Ces interventions peuvent être proposées à domicile, à l’hôpital, dans des établissements spécialisés, des maisons de retraite, des EHPAD, des crèches, des écoles, des structures de réinsertion ou des fermes pédagogiques. Avant chaque programme, les objectifs d’accompagnement sont définis avec les équipes pluridisciplinaires, la famille et la personne bénéficiaire. Ils sont ensuite régulièrement évalués afin de mesurer les effets de l’accompagnement et d’adapter les séances. Le plaisir, l’envie et le libre choix de la personne demeurent essentiels. C’est dans ce cadre bienveillant que la médiation animale peut aider à dépasser certaines difficultés et à lever progressivement des blocages.

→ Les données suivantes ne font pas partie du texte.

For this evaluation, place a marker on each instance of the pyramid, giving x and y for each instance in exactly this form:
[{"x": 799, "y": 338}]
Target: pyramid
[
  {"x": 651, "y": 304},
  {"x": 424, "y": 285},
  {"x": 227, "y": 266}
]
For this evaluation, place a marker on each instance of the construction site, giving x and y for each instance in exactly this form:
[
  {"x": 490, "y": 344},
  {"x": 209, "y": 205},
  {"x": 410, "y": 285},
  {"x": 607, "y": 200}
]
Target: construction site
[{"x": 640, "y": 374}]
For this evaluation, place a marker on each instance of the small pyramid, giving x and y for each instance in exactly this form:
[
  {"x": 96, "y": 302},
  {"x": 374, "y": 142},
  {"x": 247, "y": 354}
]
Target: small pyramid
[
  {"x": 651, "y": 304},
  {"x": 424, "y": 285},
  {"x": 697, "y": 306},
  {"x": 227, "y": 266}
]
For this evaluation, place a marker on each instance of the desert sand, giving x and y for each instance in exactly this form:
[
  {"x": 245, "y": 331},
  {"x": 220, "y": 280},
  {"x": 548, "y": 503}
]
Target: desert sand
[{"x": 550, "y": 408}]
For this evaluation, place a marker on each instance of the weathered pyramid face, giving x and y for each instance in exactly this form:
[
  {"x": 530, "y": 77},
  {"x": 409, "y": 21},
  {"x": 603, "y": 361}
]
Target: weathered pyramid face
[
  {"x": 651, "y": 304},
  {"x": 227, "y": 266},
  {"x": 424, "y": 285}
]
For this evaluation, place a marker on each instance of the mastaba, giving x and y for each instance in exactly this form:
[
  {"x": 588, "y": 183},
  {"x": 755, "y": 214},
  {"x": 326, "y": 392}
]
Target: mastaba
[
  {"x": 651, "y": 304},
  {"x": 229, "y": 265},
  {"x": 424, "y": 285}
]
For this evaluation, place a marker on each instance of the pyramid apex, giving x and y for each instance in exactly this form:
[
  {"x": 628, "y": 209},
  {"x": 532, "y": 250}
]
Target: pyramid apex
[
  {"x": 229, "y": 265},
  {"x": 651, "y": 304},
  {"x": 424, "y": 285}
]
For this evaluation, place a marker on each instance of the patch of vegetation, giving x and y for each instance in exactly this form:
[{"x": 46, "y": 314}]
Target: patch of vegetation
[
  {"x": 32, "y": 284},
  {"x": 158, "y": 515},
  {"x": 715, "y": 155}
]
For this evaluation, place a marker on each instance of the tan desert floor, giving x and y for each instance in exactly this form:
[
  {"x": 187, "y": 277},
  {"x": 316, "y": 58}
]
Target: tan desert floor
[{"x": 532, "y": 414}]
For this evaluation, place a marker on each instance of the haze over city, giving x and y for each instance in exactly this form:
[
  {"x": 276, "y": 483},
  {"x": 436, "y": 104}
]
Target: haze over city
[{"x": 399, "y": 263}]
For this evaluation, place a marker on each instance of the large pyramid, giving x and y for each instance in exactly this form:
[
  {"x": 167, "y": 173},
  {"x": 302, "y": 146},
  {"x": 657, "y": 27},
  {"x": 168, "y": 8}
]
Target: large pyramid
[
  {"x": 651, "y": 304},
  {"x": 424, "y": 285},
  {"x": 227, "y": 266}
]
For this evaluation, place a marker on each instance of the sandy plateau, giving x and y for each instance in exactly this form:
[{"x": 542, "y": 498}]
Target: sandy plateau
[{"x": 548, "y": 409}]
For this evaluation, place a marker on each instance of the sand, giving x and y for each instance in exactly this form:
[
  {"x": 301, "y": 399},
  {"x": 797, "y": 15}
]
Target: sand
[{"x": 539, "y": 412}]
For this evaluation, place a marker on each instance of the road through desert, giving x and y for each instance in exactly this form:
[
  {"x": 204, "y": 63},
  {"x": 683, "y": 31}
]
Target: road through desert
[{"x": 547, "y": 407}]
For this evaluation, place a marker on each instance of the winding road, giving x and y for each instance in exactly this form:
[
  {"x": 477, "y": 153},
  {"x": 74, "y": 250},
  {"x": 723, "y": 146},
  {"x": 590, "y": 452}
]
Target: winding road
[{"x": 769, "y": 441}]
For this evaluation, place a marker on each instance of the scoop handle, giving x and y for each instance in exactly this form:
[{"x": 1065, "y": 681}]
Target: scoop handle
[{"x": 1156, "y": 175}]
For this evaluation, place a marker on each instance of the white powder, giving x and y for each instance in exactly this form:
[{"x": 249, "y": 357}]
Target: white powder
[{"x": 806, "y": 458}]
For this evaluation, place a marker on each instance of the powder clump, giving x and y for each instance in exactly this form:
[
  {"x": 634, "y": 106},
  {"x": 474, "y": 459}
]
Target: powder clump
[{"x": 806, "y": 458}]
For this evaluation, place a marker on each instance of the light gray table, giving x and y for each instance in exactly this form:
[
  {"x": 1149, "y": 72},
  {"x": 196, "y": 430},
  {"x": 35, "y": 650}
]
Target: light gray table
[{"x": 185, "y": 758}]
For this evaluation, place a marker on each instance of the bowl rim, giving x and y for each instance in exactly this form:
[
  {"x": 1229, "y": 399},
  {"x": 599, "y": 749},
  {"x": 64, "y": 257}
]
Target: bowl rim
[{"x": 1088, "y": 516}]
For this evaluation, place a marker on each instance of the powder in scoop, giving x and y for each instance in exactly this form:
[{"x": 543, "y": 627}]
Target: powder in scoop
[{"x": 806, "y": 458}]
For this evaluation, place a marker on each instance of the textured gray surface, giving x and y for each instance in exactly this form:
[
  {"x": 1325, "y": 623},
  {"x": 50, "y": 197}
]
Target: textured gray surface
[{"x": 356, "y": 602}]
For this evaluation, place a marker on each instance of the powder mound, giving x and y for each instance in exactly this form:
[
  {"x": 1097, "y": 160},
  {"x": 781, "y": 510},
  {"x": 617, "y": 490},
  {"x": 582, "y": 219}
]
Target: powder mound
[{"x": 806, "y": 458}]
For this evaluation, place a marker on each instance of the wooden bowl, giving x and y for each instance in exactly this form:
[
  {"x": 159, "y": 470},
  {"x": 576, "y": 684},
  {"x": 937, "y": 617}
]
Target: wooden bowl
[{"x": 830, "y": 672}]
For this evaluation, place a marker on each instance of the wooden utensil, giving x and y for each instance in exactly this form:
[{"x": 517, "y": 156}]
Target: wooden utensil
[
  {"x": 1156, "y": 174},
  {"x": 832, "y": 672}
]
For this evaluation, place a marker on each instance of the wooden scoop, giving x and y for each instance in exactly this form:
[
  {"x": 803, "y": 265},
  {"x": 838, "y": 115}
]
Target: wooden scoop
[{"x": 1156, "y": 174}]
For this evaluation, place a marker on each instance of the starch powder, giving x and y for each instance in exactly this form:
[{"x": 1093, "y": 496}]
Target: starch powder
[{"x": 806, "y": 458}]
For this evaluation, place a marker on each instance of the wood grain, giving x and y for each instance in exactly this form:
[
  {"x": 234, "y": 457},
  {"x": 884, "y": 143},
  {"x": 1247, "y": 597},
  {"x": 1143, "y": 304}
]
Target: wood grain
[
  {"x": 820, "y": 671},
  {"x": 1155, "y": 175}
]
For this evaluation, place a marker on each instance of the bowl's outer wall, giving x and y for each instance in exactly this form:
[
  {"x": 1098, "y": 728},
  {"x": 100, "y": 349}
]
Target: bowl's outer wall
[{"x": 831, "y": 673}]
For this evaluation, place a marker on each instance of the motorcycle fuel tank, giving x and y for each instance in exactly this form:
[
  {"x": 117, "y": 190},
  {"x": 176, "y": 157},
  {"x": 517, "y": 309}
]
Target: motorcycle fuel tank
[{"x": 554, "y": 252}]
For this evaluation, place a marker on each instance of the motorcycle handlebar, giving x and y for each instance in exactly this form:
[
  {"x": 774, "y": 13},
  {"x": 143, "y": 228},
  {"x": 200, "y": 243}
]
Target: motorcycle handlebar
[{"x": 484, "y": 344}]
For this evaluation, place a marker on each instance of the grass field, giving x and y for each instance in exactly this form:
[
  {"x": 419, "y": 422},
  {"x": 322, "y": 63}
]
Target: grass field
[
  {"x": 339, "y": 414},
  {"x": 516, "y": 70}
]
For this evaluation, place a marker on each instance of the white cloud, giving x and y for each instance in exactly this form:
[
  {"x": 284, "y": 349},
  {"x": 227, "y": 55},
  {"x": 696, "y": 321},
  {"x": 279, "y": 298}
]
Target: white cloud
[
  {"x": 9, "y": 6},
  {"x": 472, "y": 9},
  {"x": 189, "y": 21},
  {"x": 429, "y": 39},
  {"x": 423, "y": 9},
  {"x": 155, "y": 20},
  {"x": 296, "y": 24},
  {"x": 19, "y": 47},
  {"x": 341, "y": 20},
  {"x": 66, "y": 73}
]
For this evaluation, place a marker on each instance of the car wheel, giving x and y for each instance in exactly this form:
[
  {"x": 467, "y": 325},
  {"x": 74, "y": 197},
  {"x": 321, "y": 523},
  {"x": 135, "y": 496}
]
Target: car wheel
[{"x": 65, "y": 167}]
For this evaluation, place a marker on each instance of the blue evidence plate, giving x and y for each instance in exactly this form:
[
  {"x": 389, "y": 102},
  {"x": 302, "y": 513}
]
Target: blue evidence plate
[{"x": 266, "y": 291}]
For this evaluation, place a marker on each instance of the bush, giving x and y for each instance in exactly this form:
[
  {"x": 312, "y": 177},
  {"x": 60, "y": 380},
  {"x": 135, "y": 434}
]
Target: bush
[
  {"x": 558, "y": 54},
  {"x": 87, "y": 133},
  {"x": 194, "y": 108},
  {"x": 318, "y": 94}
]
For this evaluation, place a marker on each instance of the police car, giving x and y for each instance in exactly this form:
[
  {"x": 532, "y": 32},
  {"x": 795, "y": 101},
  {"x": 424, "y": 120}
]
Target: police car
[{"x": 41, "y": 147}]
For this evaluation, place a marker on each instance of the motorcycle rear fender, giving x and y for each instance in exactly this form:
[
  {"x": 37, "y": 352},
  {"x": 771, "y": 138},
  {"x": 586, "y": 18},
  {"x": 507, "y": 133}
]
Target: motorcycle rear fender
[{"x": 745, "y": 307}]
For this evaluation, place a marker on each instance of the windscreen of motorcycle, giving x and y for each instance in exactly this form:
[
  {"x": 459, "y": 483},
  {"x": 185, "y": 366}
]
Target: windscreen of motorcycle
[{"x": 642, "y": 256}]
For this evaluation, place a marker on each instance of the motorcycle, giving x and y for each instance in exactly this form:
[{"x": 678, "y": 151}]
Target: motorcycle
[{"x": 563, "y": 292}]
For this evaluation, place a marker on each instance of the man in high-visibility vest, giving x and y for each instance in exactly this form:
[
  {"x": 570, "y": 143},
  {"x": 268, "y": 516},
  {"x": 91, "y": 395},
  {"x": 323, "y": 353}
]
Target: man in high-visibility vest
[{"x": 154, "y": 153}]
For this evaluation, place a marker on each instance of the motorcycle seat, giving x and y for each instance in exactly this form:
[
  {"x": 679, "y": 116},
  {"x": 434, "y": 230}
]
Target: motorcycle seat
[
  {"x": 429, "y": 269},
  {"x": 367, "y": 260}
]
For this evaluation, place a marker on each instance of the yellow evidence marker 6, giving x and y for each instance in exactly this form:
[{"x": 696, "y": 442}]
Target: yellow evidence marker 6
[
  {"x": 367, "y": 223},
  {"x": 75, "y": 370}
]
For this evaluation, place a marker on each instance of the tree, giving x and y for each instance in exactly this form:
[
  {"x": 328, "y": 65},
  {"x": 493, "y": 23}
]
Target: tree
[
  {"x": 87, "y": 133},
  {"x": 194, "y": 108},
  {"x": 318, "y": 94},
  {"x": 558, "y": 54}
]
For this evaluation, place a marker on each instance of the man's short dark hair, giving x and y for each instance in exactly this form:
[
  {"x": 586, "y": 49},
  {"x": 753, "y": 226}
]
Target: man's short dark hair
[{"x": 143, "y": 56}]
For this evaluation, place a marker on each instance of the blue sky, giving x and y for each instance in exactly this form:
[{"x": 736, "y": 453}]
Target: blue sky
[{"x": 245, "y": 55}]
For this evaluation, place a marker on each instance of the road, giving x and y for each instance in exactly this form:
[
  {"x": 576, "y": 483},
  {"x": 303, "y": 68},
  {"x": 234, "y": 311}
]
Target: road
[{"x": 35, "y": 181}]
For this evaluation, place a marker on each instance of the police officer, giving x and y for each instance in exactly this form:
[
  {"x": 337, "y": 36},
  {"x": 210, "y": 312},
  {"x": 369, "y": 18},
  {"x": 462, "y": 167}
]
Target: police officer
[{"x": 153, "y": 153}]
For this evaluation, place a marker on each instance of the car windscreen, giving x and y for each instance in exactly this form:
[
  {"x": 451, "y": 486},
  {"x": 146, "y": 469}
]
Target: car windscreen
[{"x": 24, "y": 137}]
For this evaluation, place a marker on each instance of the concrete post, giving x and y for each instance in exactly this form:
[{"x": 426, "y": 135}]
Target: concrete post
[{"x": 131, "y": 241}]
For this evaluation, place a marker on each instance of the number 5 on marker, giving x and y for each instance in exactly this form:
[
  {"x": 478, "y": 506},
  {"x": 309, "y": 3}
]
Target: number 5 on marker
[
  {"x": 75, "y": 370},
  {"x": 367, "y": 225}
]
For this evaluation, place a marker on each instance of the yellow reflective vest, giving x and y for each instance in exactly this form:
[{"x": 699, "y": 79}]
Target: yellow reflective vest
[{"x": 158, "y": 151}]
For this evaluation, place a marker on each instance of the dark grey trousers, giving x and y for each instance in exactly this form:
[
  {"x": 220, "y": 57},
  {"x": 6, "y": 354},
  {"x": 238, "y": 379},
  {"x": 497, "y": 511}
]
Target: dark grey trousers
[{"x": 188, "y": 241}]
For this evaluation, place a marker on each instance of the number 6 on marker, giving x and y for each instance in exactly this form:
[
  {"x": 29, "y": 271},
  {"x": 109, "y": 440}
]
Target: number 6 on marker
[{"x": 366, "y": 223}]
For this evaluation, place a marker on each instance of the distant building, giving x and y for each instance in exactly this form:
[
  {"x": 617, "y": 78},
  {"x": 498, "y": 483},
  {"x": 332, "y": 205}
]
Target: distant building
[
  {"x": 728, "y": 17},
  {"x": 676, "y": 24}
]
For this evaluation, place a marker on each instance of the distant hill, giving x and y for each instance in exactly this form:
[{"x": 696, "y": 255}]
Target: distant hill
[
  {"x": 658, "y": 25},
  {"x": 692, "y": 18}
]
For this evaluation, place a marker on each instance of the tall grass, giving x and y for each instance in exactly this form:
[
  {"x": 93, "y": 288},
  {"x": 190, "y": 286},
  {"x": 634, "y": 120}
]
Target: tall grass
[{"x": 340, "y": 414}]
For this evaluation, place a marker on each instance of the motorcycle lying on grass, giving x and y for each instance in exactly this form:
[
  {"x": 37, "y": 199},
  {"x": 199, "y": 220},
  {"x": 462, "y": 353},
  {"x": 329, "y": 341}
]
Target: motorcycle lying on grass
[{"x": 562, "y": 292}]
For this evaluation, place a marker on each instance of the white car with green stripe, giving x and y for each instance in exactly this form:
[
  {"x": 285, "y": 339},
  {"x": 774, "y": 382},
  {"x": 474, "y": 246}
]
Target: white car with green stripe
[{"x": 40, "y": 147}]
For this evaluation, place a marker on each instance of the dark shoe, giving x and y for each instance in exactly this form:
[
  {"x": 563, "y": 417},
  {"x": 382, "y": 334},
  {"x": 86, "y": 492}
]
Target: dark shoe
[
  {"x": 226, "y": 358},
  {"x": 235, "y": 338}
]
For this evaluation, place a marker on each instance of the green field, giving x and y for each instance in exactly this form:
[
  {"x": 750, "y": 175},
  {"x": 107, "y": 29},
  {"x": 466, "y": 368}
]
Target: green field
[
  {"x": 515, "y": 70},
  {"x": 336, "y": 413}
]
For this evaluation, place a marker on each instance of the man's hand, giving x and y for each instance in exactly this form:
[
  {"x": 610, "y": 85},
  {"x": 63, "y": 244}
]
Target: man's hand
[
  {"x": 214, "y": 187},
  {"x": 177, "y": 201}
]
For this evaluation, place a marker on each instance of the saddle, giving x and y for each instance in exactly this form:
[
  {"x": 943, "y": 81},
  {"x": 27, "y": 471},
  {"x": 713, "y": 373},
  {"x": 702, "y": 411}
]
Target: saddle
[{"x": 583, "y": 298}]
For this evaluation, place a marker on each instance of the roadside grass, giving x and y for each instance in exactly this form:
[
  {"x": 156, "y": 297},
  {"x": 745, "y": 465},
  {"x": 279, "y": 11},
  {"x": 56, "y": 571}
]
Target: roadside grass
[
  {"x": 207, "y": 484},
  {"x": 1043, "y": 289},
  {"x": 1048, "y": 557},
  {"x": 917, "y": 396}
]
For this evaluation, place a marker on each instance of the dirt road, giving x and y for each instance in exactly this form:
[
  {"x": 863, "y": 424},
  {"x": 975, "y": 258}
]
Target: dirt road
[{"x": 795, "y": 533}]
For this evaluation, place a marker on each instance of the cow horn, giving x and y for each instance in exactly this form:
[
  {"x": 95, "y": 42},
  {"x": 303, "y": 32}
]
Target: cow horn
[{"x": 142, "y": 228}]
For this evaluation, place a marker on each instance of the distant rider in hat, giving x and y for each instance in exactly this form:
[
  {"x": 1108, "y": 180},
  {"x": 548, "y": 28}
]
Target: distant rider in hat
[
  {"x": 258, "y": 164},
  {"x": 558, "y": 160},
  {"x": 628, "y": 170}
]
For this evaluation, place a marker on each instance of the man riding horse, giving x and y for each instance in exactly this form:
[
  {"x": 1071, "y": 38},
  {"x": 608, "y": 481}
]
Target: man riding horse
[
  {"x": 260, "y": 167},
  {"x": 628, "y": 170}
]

Le bien-être de l’animal avant tout
Chiens, lapins, cochons d’Inde, chevaux, ânes, chèvres, poules, cailles, gerbilles, chinchillas ou encore furets peuvent participer à des séances de médiation animale. Le choix dépend des besoins du bénéficiaire, des objectifs recherchés et des caractéristiques propres à chaque espèce. L’animal est un formidable médiateur. Il facilite naturellement l’entrée en relation, offre de nombreuses stimulations et ne porte aucun jugement. Il peut également agir comme un miroir : certaines personnes expriment plus facilement leurs propres émotions en parlant de celles qu’elles perçoivent chez lui. Sa participation implique toutefois une grande responsabilité. Son comportement, ses besoins et ses limites doivent être parfaitement respectés. Son bien-être doit être préservé avant, pendant et après chaque séance. Une connaissance approfondie du comportement animal est donc indispensable afin de s’assurer que l’animal participe volontairement et qu’il prend lui aussi plaisir à l’interaction. La prévention des risques sanitaires repose également sur un suivi vétérinaire rigoureux, des dépistages réguliers ainsi que sur l’application de protocoles vétérinaires et de règles d’hygiène précises.
Deux projets tournés vers les personnes les plus vulnérables
Karine souhaite aujourd’hui développer son activité autour de deux axes principaux. Le premier consiste à intervenir régulièrement auprès d’enfants et d’adultes confrontés à des hospitalisations fréquentes. En France, l’accès des animaux aux établissements hospitaliers reste complexe en raison des contraintes budgétaires, sanitaires et organisationnelles. Les bienfaits de la médiation animale sont toutefois de mieux en mieux reconnus. Au printemps 2023, l’Institut Curie a notamment accueilli à temps plein un chien de médiation dans ses services. Cette initiative s’inscrit dans le cadre de l’étude M-KDOG, destinée à évaluer les bénéfices de sa présence auprès des patients et des soignants. Le second projet de Karine consiste à aller à la rencontre des personnes isolées à leur domicile. Son expérience des soins à domicile lui a permis de mesurer l’ampleur de la solitude, notamment chez les personnes âgées ou en perte d’autonomie. L’animal peut alors devenir un allié précieux. Par sa présence, son affection et les interactions qu’il suscite, il stimule la personne sur les plans moteur, cognitif et affectif. Il encourage les échanges, réveille l’envie d’agir et contribue à rompre l’isolement. À travers Patt’Émotions, Karine souhaite mettre son expérience, son écoute et sa passion pour les animaux au service des plus fragiles. Une démarche profondément humaine, dans laquelle l’animal devient un véritable créateur de liens.